Schich, Sebastian Thomas
(1995)
Export credits and the costs of trade financing.
PhD thesis, London School of Economics and Political Science.
Abstract
This study is motivated by the observation that countries in adverse extemal financial situations have to make larger use of more expensive trade financing and payment arrangements. It attempts to contribute to the understanding of the channels through which the external financial situation of debtor countries affects their trade financing, and to identify the determinants of the costs associated with such financing. These costs reflect the higher risk of default associated with credits extended to them and include, for example, interest rate spreads and credit insurance premia. For the purpose of demonstrating the channels through which the perception of such a risk influences these costs, the study adopts the perspective of a "small" creditor or credit insurer, meaning that the risk is exogenous to the creditor/insurer. This leaves the problem of incorporating these risks in the credit insurance premia and interest rate spreads. For this purpose, a theoretical concept of the determination of credit insurance premia is established.
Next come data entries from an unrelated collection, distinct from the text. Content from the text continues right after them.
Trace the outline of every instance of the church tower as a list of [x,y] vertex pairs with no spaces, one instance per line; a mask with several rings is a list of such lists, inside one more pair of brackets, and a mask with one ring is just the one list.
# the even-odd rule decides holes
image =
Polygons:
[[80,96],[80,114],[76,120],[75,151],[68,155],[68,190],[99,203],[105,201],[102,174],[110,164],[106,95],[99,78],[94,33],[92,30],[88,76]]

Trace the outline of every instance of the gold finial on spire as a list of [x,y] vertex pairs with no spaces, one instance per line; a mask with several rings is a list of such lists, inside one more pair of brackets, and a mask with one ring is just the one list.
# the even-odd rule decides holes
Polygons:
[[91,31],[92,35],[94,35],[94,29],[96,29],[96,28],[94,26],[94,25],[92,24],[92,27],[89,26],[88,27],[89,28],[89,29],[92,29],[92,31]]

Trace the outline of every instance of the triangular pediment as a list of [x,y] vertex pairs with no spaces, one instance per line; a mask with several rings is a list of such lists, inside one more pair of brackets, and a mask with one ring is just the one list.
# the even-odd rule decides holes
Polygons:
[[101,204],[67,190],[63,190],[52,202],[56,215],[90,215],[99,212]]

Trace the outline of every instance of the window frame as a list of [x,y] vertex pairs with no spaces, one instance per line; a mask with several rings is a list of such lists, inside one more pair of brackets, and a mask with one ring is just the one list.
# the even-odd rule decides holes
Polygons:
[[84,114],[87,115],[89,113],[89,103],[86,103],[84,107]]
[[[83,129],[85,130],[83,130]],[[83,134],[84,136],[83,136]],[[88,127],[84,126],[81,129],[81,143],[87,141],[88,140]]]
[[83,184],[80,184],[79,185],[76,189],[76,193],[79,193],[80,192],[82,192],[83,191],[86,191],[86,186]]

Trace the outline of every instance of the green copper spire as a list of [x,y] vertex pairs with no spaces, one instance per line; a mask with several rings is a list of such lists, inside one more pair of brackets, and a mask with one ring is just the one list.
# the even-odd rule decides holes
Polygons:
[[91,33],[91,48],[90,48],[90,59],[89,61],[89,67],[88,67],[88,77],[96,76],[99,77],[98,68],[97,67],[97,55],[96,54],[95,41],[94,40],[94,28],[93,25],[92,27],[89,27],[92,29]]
Based on the idea that export credit insurance, viewed as a security, is similar to a contingent claim, such as a European put option, the concept uses tools from option pricing theory. Some of its implications are compared with observations and found to be consistent with them, i.e. there is some support for the following hypotheses. The less favourable a country's solvency and liquidity indicators, the higher are the insurance premium rates applying to it, the latter indicators appearing to be relatively more important than the former ones. Moreover, they are higher the greater the volatility of the rates of change in these indicators. The impact of the share of public (and publicly guaranteed) debt in total foreign debt on the costs of external financing is discussed within the same theoretical framework. It is shown that these costs may be a non-monotonic function of that share.